Turned out that Hertz’ good, but aged car was more aged and less good than what we had thought. After loading the two boxes with tools and two trolleys with basic clothing, I spent 20 minutes trying to closing the side door of the freight compartment. I didn’t get it fully closed and an open-door warning persisted until we gave up and called the company. They advised us to drive over to another Hertz location in Milan and ask for a new car. While that was at least on our side of town, we then queued behind some very undecided customers. Re-loading (and protecting the freight from moving around) took some more time, so that we actually left Milan almost two hours behind schedule.
Despite twice missing the correct turn on the highway and twice running into streets that were not cleared for the height of the van, loosing certainly a further half an hour in the process, we reached our final destination in Nürnberg just 30 minutes behind schedule. This schedule had contained quite some buffer for adverse traffic conditions and additional breaks along the way, and also had assumed a slightly more legal speed on Switzerland’s highways. (To be clear: I stood within reasonable margins of the speed limit, i.e. at most exceeding it by 15km/h according to the needle, which usually indicates a higher than the actual speed anyways.)
The ride itself was beautiful. From Milan, we crossed the Alps via the San Bernardino pass. This first took us along Lago di Lugano and then through the beautiful Ticino valley, before we climbed all the way up to roughly 1,650m. It’s a street that was never meant to be some sort of a highway, with switchback turns and steepness and just one lane per direction, and going down on the other side through some narrow canyons. On the descent, short sections of the road also led us through Liechtenstein and Austria before crossing the border to Germany.
We picked up a bed first in Munich, then a sofa from Nürnberg. Photos will follow soon. Having loaded the sofa, we did get a bit skeptical if everything would fit, after all. I relied on my calculations. The van we had received as a substitute (a Ford Transit 350 L now, and this one again had lots of scratches and bumps – really, Hertz!) was much less comfy and less spacious in the front, also a bit less tall and less long. But it was the van that I had expected and based on which I had played Lego beforehand, finding a way how everything could fit for sure.
In Nürnberg, we spent a night with Reik, who was one of the guys joining me for the Transalp, and with his girlfriend.
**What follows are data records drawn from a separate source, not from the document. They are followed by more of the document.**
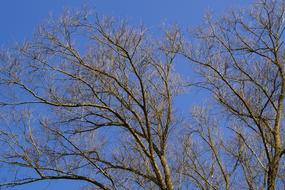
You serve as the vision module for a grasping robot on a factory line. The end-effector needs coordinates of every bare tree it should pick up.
[0,0,285,190]
[0,11,181,190]
[175,0,285,190]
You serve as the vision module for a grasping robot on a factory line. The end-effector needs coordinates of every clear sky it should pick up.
[0,0,248,190]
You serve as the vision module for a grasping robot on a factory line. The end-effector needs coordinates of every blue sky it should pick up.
[0,0,248,190]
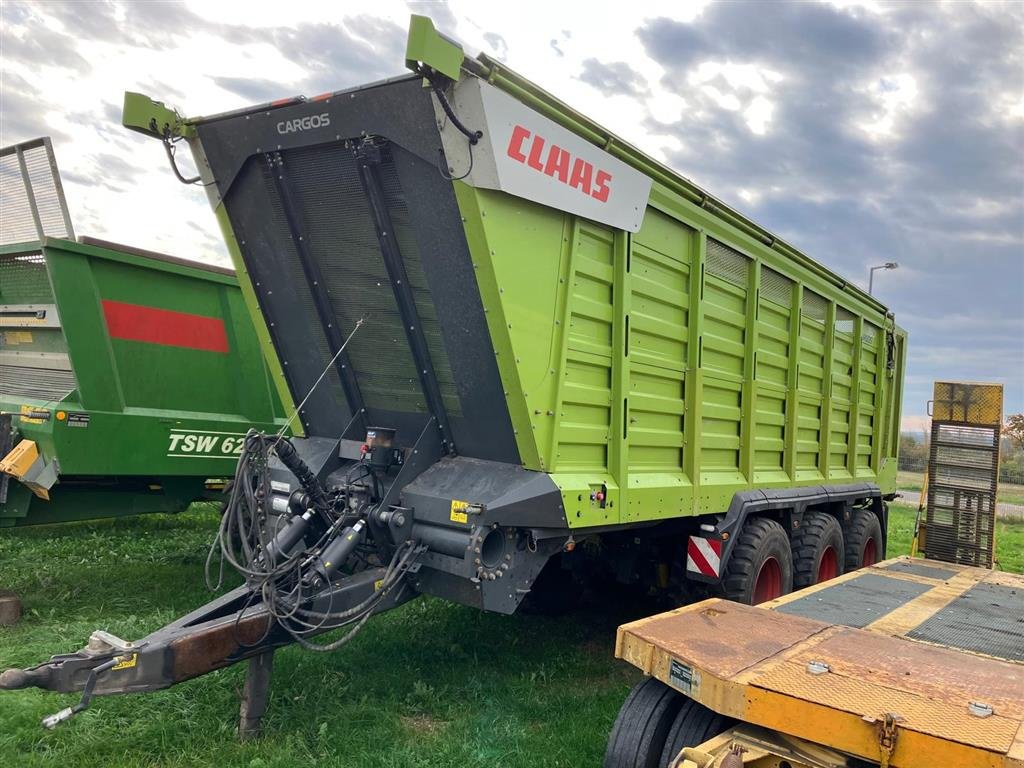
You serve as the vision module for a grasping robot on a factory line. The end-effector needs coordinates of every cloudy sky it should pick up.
[0,0,1024,428]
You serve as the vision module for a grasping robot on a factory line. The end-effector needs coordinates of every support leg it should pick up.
[239,650,273,741]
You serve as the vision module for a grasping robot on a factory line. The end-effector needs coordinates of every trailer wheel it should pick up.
[722,517,793,605]
[659,698,733,768]
[604,678,685,768]
[793,512,846,590]
[846,509,885,570]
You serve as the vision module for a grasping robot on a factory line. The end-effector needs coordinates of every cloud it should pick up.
[483,32,509,58]
[638,2,1024,414]
[580,58,649,97]
[0,0,1024,423]
[211,77,286,104]
[406,0,459,34]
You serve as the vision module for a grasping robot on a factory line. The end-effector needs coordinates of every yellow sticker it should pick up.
[20,406,50,424]
[111,653,138,671]
[452,499,469,522]
[0,331,32,346]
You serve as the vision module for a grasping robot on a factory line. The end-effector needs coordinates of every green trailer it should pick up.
[0,17,905,726]
[0,140,284,526]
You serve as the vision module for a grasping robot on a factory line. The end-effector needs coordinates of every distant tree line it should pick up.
[899,414,1024,484]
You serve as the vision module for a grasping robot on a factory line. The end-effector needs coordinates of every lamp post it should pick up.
[867,261,899,296]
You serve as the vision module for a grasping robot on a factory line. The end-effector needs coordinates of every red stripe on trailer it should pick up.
[103,299,228,352]
[686,536,722,578]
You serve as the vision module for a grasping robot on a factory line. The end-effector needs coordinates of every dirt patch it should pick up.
[401,715,449,735]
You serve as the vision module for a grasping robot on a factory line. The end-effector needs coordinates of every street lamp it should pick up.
[867,261,899,296]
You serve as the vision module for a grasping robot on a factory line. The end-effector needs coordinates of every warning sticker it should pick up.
[111,653,138,671]
[669,658,700,695]
[20,406,50,424]
[452,499,469,522]
[0,331,32,346]
[68,414,89,427]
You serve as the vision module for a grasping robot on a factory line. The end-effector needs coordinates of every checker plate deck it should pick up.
[615,558,1024,768]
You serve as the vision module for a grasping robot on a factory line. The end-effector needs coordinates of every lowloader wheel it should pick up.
[846,509,885,571]
[604,678,686,768]
[793,512,846,590]
[722,517,793,605]
[659,698,733,768]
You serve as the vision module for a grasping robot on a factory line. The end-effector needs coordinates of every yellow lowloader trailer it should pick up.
[605,558,1024,768]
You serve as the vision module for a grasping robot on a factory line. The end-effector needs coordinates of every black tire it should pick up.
[722,517,793,605]
[604,678,686,768]
[846,509,886,572]
[659,698,734,768]
[793,512,846,590]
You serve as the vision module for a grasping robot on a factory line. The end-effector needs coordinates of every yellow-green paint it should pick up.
[456,177,902,526]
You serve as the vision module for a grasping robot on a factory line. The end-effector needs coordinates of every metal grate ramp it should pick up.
[923,382,1002,567]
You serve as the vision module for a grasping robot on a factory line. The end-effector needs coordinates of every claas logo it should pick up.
[506,125,611,203]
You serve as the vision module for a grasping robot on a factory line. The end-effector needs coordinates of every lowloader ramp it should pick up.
[605,558,1024,768]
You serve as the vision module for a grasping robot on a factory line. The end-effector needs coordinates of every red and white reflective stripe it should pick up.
[686,536,722,577]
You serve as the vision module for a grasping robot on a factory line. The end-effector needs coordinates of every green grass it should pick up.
[0,507,1024,768]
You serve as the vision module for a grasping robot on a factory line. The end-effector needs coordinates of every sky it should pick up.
[0,0,1024,430]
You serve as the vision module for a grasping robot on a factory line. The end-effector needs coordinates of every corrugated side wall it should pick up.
[461,185,901,525]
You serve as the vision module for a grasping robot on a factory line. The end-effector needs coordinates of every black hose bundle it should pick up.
[206,430,418,651]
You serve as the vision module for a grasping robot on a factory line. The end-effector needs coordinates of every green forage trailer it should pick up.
[0,139,283,526]
[6,16,905,727]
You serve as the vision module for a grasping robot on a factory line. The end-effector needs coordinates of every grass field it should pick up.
[896,470,1024,504]
[0,507,1024,768]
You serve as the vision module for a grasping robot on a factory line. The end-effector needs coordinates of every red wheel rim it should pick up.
[860,537,879,568]
[754,557,782,605]
[815,547,839,584]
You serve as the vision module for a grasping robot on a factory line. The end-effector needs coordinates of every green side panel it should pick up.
[0,477,202,528]
[457,177,902,526]
[0,239,284,522]
[406,14,465,80]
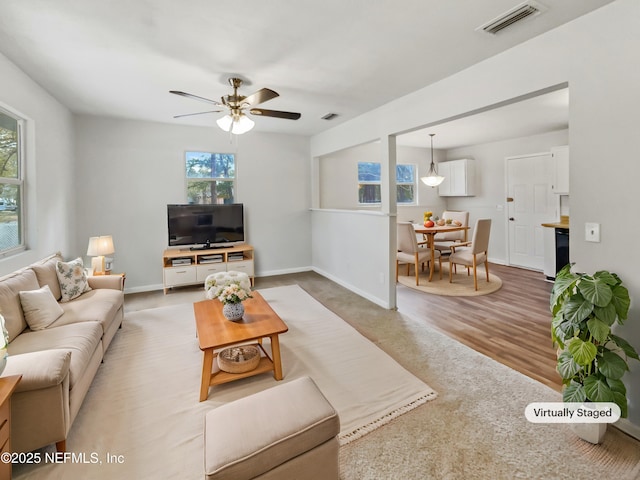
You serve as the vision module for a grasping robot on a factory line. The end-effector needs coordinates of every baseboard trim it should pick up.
[313,267,391,310]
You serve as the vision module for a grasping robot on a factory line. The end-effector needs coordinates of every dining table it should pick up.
[413,224,469,281]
We departed early next morning to get over to Munich, where we met Ronny, whom I had not seen since we last worked together in a student group of liberal students ten years ago. He joined to help us with the kitchen. Here, I demonstrated my newly-acquired skills of disassembling and disconnecting a sink and a stove/oven (there are YouTube videos for everything). And the Lego worked – even better than I had estimated.
With a final stop at Mühldorf am Inn, we loaded also a wardrobe. Late on Wednesday we reached Bozen. The cute atmosphere of the city made for a great wrapper to this trip. We would be waking up in Alpine fall.